La question de la vulnérabilité et de l’élongation des approvisionnements énergétiques par voie maritime de la Chine, vitaux pour son développement, pose celle de bretelles terrestres de raccordement d’énergie à l’Asie centrale et de la constitution d’un réseau de bases militaires de protection et de soutien.
La Chine et le « dilemme de Malacca » : la tentation militariste
L’un des principes cardinaux de la Chine a toujours été de ne jamais déployer de bases militaires à l’étranger. Depuis l’avènement de la République populaire, les nombreuses déclarations de politique générale énonçant les stratégies chinoises ont en effet résolument réaffirmé que la Chine renoncerait à déployer des forces militaires hors de son territoire. C’est encore ce que précisait le Livre blanc sur la défense en 2010 : « La Chine ne recherche pas l’hégémonie ; elle ne s’engagera jamais dans la voie de l’expansion militaire, quel que soit le niveau de développement de son économie ». Il reste que cette posture vertueuse, qui vise à la démarquer du schéma américain et des quelques centaines de bases déployées par les États-Unis dans le monde, pose à la République populaire le grave problème de la sécurité de ses lignes de communication maritimes et singulièrement celles qui relient son industrie, de plus en plus gourmande en énergie, au pétrole du Moyen-Orient et d’Afrique.

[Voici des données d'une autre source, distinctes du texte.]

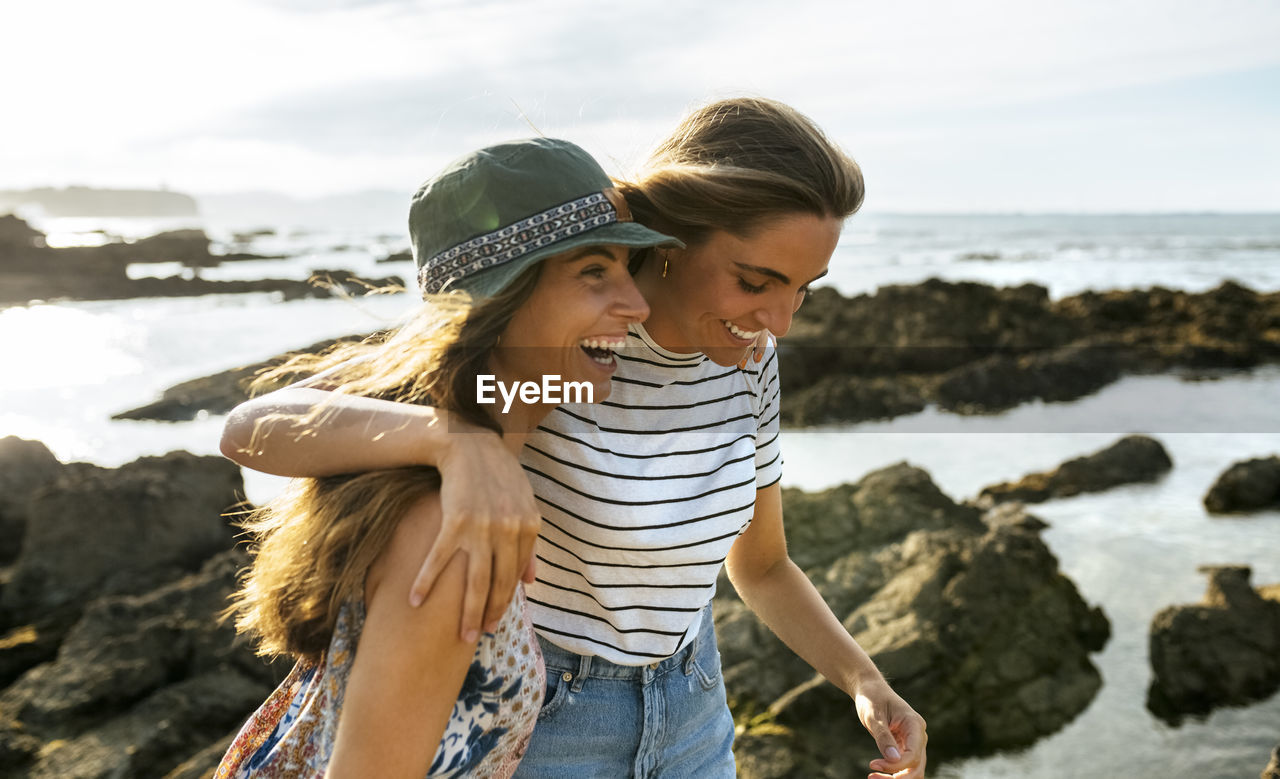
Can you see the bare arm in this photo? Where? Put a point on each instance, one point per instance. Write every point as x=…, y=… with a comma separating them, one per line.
x=355, y=434
x=407, y=672
x=489, y=511
x=786, y=600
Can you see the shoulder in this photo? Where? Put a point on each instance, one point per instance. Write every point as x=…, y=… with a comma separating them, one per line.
x=408, y=545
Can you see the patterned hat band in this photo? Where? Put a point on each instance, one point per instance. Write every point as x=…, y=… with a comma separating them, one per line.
x=511, y=242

En 2015, la Chine, qui n’est plus autosuffisante depuis 1993, devra importer les 2/3 de sa consommation de pétrole et les 4/5 en 2030. Aujourd’hui, elle importe chaque jour 725 000 tonnes de brut, dont 50 % viennent du Moyen-Orient. Le long cordon ombilical de l’économie chinoise vers le pays du Golfe constitue donc une vulnérabilité majeure et un casse-tête pour les stratèges chinois qui lui ont donné un nom : « Le dilemme de Malacca ». L’évocation par les Chinois de l’une des voies maritimes les plus étroites et les plus fréquentées de la planète, également la plus rapide depuis l’océan Indien vers la mer de Chine du Sud – et aussi l’une des plus faciles à condamner – renvoie à cette fragilité que Pékin tente de réduire.
Le moindre blocage de la route des pétroliers chinois, dont la sécurité serait, en cas de tensions graves, encore assurée par la Marine des États-Unis – une éventualité insolite et agaçante pour les responsables chinois – ferait dérailler la machine industrielle de la croissance, condition de la stabilité interne et principale légitimité du régime actuel.